Approximately 30,690 individuals were tested for infection-acquired and vaccine-induced seroprevalence during six phases of the CITF-funded Ab-C Study, from March 2020 to December 2022 from across Canada.

    • Only about 13% of adults had infection-acquired antibodies before Omicron.
    • About 36% of participants had antibodies from Omicron BA.1/1.1 variant infection.
    • The Omicron BA.2/5 variant caused a sharp increase in infections, with a cumulative seroprevalence of almost 78%.
    • About 25 million Canadian adults were found to have been infected, despite more than 30 million having received two or more doses of a vaccine. Hybrid immunity levels are therefore high.
    • COVID death rates per week were lower during Omicron BA.2/5 than BA.1/1.1.
    • Vaccination >6 months ago, especially in older adults, remained the key vulnerability for infections.
    • Ongoing epidemiological studies (serosurveys, mortality studies) are essential to guide vaccine programs and document long-COVID.
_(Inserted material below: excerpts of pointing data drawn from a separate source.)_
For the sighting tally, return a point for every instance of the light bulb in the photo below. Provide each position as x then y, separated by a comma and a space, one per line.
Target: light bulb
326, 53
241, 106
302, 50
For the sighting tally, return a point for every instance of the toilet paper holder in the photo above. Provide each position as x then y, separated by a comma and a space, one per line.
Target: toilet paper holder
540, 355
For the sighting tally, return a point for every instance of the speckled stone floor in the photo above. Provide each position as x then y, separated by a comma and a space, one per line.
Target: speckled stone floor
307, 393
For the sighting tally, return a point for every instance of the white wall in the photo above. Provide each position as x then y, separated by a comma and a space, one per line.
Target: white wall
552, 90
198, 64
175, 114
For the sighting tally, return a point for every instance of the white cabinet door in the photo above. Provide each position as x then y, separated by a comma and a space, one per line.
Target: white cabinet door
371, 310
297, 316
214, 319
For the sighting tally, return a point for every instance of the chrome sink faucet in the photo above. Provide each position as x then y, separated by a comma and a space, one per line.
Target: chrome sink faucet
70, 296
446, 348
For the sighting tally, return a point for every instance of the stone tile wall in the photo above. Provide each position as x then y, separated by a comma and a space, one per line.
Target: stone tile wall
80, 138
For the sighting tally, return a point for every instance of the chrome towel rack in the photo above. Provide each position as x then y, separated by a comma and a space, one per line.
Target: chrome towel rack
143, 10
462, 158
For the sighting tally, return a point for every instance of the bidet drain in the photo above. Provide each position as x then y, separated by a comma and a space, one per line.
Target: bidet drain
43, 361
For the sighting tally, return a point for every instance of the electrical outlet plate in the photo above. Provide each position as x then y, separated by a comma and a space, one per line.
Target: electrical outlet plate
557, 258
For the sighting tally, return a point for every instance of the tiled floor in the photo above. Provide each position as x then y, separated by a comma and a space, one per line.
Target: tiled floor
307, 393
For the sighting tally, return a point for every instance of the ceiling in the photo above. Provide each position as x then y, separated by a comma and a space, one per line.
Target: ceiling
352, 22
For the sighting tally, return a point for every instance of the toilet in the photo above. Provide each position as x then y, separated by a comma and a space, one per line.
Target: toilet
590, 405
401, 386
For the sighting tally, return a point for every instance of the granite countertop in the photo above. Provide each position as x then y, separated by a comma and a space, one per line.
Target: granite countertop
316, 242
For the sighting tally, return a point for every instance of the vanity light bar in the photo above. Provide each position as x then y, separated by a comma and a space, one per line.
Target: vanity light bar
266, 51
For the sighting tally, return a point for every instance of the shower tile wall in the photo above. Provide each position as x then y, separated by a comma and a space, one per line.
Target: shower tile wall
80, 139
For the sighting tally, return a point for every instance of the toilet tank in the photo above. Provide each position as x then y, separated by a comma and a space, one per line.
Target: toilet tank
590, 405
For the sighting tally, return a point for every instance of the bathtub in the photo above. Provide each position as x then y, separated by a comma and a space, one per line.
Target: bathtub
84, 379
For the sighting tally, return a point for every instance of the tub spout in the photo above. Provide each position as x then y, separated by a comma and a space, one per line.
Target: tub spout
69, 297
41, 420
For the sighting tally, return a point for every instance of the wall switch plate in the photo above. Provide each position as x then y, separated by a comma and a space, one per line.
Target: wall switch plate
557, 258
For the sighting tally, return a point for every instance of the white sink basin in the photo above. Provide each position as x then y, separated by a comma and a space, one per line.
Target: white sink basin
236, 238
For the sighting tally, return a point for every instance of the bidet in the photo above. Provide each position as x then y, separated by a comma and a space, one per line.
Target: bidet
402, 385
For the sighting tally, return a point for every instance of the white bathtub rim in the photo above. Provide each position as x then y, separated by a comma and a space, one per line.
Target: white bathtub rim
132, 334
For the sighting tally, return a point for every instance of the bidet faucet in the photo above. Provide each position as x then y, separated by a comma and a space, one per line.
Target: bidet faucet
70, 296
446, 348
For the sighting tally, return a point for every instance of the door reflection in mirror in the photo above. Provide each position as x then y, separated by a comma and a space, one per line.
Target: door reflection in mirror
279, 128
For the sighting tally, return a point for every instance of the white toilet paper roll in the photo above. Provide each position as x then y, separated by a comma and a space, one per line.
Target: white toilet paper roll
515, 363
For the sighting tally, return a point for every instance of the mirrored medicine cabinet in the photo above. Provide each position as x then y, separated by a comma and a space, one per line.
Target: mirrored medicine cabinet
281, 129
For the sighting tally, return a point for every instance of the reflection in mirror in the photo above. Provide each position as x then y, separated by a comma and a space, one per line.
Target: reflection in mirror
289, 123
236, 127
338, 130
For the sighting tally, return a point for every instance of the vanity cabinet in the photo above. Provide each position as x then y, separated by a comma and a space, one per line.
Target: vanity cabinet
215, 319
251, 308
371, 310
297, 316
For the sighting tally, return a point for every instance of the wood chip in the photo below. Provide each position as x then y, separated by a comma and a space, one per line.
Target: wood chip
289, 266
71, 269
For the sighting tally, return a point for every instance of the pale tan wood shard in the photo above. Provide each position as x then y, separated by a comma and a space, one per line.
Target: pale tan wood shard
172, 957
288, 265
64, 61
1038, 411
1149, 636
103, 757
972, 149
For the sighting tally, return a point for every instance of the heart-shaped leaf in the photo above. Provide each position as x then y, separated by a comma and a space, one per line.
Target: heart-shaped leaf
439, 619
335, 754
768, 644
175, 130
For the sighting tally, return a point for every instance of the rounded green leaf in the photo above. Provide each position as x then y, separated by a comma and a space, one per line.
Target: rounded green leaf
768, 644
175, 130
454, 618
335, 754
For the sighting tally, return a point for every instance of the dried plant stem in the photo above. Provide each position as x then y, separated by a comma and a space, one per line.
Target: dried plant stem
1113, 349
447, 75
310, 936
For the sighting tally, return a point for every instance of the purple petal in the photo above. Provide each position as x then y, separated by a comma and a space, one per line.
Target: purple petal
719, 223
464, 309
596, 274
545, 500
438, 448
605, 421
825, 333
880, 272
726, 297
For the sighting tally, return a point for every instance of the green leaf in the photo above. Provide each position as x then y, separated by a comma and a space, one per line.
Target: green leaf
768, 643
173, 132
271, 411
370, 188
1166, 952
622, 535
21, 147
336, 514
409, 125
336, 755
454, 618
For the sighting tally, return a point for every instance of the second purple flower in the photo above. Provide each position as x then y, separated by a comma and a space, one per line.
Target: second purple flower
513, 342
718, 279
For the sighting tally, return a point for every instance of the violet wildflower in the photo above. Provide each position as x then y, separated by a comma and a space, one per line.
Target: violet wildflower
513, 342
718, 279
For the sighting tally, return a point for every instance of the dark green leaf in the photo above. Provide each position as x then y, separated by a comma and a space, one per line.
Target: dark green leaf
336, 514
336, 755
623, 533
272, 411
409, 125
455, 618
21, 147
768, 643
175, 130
4. Presenter and CITF PI: Dr. Maureen Anderson, Saskatchewan SARS-CoV-2 population-based seroprevalence study: Highlights and lessons learned

Residual serum samples from participants (n = 21,907) in Saskatchewan were tested for antibodies to SARS-CoV-2 during three time periods (May-Dec 2020; Oct-Dec 2021; Jan-Jun 2022). All samples were tested for IgG antibodies to SARS-CoV-2 spike and nucleocapsid proteins. Additionally, microneutralization testing was conducted on 580 samples against ancestral SARS-CoV-2, Delta and Omicron strains.

    • Higher Anti-S and Anti-N antibodies titers lead to better neutralization of ancestral SARS-CoV2-2, Delta and Omicron strains .
    • Differences were observed in the Anti-S antibody titers and neutralization between different waves of infections. This could be due to a combination of vaccination and infections.
    • Samples positive for both Anti-S antibodies and Anti-N antibodies had the strongest antibody immune responses and neutralization titres compared to samples positive to spike alone, suggesting superiority of hybrid immunity in neutralizing the virus.

5. Presenter and CITF PI: Dr. Derek Stein, Riding high: SARS-CoV-2 seroprevalence, vaccination, and breakthrough infections in Manitoba, Canada

The proportion of Manitobans exposed to COVID-19 was estimated based on sex, age, and geography throughout the pandemic. Vaccination rollout and waning immunity were also monitored to estimate the proportions of breakthrough infections during the Delta and Omicron waves.

    • Infection-acquired seroprevalence was low until 2021, followed by a sudden spike in early 2022, which coincided with the Omicron wave. Children ages 0-19 had the highest seroprevalence of all age groups in 2022 compared to all age groups. Individuals aged 60+ years had the lowest seroprevalence during this time.
    • Breakthrough infections and hospitalizations were associated with waning antibodies during the Delta wave. Individuals experiencing breakthrough infections had a median antibody level ≤645BAU/ml and those hospitalized had a median antibody level ≤150.